Let $L$ be an $n$-dimensional space. For each $p$-vector $\alpha\neq0$ we let $M_\alpha$ be the subspace of $L$ consisting of all vectors $\sigma$ satisfying $\alpha\wedge\sigma=0$. Prove that $\dim(M_\alpha)\leq p$. Prove also that $\dim(M_\alpha)=p$ if and only if $\alpha=\sigma^1\wedge\cdots\wedge\sigma^p$ where $\sigma^1,\ldots,\sigma^p$ are vectors in $L$.
(I wrote $\sigma^1,\ldots$ above, but Flanders wrote $\sigma_1,\ldots$ in this exercise. Weird: he uses upper indices in the theory sections.)
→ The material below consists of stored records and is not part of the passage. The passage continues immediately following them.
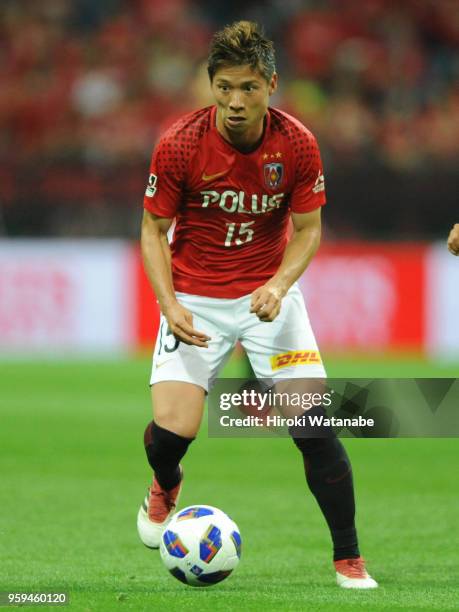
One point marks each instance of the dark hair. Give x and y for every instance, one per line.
x=242, y=42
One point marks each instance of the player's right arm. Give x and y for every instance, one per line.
x=157, y=261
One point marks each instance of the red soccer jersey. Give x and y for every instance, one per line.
x=231, y=208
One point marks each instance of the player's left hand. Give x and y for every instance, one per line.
x=266, y=302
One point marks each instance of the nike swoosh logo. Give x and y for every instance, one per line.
x=212, y=177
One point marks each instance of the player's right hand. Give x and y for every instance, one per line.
x=180, y=321
x=453, y=240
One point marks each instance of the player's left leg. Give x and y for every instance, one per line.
x=286, y=349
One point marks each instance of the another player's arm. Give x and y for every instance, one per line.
x=453, y=240
x=301, y=248
x=157, y=261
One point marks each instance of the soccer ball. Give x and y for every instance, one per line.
x=201, y=546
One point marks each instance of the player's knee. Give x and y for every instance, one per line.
x=163, y=446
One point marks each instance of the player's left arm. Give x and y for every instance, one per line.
x=301, y=248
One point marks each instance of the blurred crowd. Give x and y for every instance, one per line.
x=94, y=83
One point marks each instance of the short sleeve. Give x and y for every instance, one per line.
x=164, y=190
x=309, y=191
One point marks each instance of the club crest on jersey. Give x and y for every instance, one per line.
x=274, y=173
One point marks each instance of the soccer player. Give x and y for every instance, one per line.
x=233, y=176
x=453, y=240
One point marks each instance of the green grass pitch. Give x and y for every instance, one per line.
x=73, y=474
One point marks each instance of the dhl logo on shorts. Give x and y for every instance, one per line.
x=284, y=360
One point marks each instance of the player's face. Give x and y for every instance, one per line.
x=242, y=97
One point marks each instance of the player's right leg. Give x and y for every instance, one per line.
x=180, y=378
x=178, y=409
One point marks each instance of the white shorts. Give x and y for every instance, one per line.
x=282, y=349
My question is this: Isn't it false that if $\alpha=\sigma^1\wedge\cdots\wedge\sigma^p$ where $\sigma^1,\ldots,\sigma^p$ are vectors in $L$, then $\dim(M_\alpha)=p$?

 

[wrobel]

if α=σ1∧⋯∧σp\alpha=\sigma^1\wedge\cdots\wedge\sigma^p where σ1,…,σp\sigma^1,\ldots,\sigma^p are vectors in LL, then dim(Mα)=p\dim(M_\alpha)=p?
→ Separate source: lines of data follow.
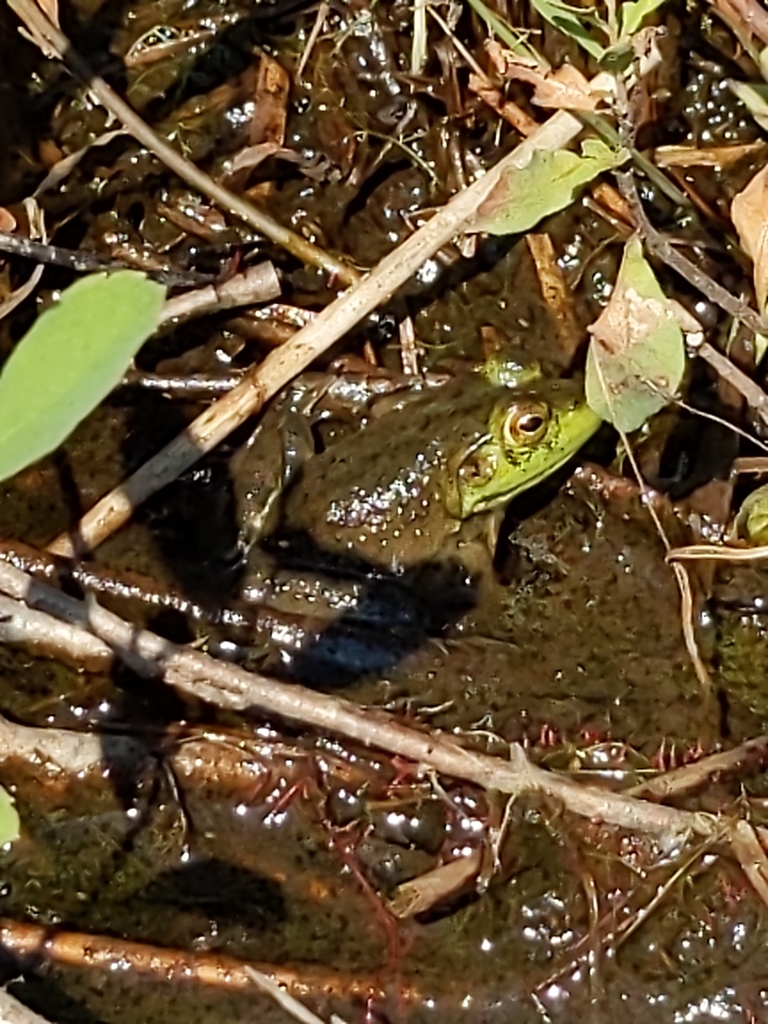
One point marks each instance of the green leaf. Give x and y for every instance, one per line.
x=8, y=818
x=752, y=518
x=512, y=37
x=636, y=357
x=72, y=357
x=571, y=22
x=755, y=98
x=633, y=14
x=548, y=183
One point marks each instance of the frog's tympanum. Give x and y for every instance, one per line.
x=397, y=492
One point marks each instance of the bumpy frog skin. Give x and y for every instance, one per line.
x=394, y=493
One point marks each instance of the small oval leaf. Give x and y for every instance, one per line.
x=72, y=357
x=8, y=818
x=549, y=182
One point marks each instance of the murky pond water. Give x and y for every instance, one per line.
x=179, y=843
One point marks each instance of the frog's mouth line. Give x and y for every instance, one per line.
x=488, y=473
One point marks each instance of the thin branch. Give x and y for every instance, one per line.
x=13, y=1012
x=289, y=1003
x=229, y=686
x=28, y=943
x=282, y=365
x=257, y=284
x=41, y=26
x=85, y=262
x=717, y=553
x=753, y=393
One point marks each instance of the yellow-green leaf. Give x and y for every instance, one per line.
x=752, y=519
x=636, y=357
x=8, y=818
x=72, y=357
x=548, y=183
x=634, y=13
equality $\alpha\wedge \sigma=0$implies that $\sigma$ belongs to the subspace spanned on $\{\sigma^1,\ldots,\sigma^p\}$

 

[kiuhnm]

equality $\alpha\wedge \sigma=0$implies that $\sigma$ belongs to the subspace spanned on $\{\sigma^1,\ldots,\sigma^p\}$

Let $\{u^1,u^2,u^3,u^4\}$ be a base of $L$. If we take $\sigma^1=u^1+u^2$ and $\sigma^2=u^3+u^4$ then $\sigma^1$ and $\sigma^2$ are clearly vectors in $L$, but if $\alpha=\sigma^1\wedge\sigma^2$ then $\dim(M_\alpha)=1$ and not $2(=p)$ as claimed by the text.
The $\sigma$s also need to be linearly independent!

 

[Infrared]

The $\sigma^i$ are necessarily independent since $\alpha\neq 0$.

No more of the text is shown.